The chief executive of Miyamoto International, structural engineer Kit Miyamoto, warned in an interview that the inaction to require retrofits of non-ductile concrete buildings will end up costing lives in California. He said L.A.'s deadline was too far away, “but at least they have something there. At least the public awareness is there.”
But if other cities don’t act, “that political weakness will kill people,” said Miyamoto, who is also a California seismic safety commissioner and added that his comments were not on behalf of the commission. “They need to be retrofitted. Otherwise, you’re going to see some consequences.”

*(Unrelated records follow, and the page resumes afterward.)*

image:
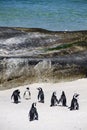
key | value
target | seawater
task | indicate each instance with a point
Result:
(55, 15)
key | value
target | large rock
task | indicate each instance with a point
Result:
(30, 55)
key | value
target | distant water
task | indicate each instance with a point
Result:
(48, 14)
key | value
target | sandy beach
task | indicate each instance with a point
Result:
(15, 116)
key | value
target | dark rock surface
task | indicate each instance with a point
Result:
(30, 55)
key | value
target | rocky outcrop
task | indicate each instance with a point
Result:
(30, 55)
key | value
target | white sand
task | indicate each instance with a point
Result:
(15, 116)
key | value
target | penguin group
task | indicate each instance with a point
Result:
(33, 114)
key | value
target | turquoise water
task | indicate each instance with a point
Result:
(48, 14)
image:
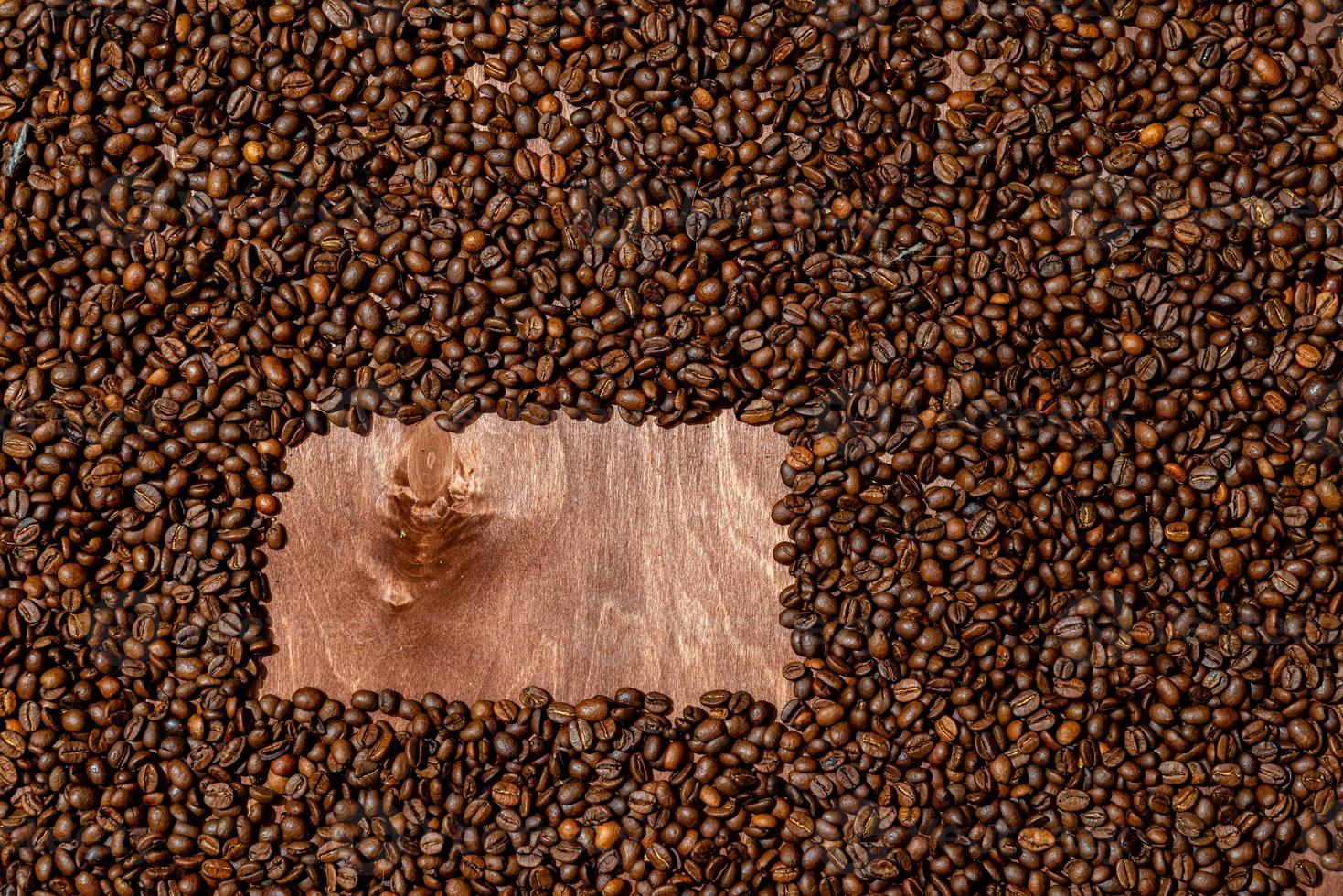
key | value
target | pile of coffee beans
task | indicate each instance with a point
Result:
(1044, 303)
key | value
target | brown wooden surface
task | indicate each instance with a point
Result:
(427, 561)
(576, 557)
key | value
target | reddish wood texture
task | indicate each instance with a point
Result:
(576, 557)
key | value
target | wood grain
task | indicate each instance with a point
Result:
(578, 557)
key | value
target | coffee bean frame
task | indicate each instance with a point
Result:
(1051, 359)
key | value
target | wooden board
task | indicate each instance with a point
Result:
(578, 557)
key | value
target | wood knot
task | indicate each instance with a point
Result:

Non-ductile concrete buildings in Los Angeles suffered catastrophic collapses in the 1971 Sylmar quake — a magnitude 6.6 — and the 1994 Northridge earthquake, a magnitude 6.7. When the Veterans Administration Hospital in Sylmar pancaked during the 1971 quake, 49 people were killed. In the Northridge quake, a Kaiser Permanente office and clinic and a Bullock’s department store partly collapsed.
“If your columns explode outward, your floors are just going to pancake,” Dolan said. “It’s the same thing over and over and over in earthquakes all over the world, where this building type is extremely common. We know that they’re going to fail the same way.”
Another reason why the buildings can be vulnerable to collapse is a lack of proper connections between the vertical columns and the horizontal floors, which break when shaken, Dolan said.
Other factors — including corruption in safety inspections, negligence and incompetence in design practices — have contributed to collapses elsewhere. Government investigators probing the collapse of the CTV building in Christchurch, New Zealand, during a 2011 earthquake found that a person handling its structural design in the 1980s “was working beyond his competence.” The structure’s collapse killed 115 people.
The collapse of the Pyne Gould Corp. building in the Christchurch quake caused 18 additional deaths. In that case, investigators determined that the structure, built in the early 1960s to standards in place at the time, could not have been lawfully constructed in 2011. Investigators also uncovered documents from 1997 showing that structural engineers hired by the building’s owner warned of the potential of a collapse in an earthquake but also noted that “damage reduction measures are optional.”
Some California cities say they are exploring retrofits of a different type of flawed structure: soft-story apartment buildings — also called dingbats — that have flimsy ground stories often to accommodate carports or garages. The collapse of one such complex in the 1994 Northridge earthquake left 16 people dead.
“At this time, we are not addressing non-ductile concrete buildings,” Lisa Joiner, a San Jose building division deputy director, said in a statement. However, San Jose — Northern California’s most populous city — has ordered an inventory of soft-story apartments and is discussing ordinances to require retrofits of them. Long Beach, L.A. County’s second-most populous city, is doing the same.
A decade ago, San Francisco became one of the first cities to require retrofits of soft-story apartments. Of nearly 5,000 buildings covered by the city’s ordinance, 90% are now retrofitted. But San Francisco still has no requirement to retrofit non-ductile concrete buildings, of which there are 2,000 to 3,000 in the city.
“We’ve been making steady progress toward developing an ordinance,” Brian Strong, San Francisco’s chief resilience officer and director, said in an email.
Los Angeles, Santa Monica and West Hollywood have laws that cover retrofitting of both non-ductile concrete buildings as well as soft-story apartment buildings.
But Dolan urged other California cities to work faster to address these fatal building flaws.
“This is a really significant threat to life and limb that needs to be taken much more seriously,” he said.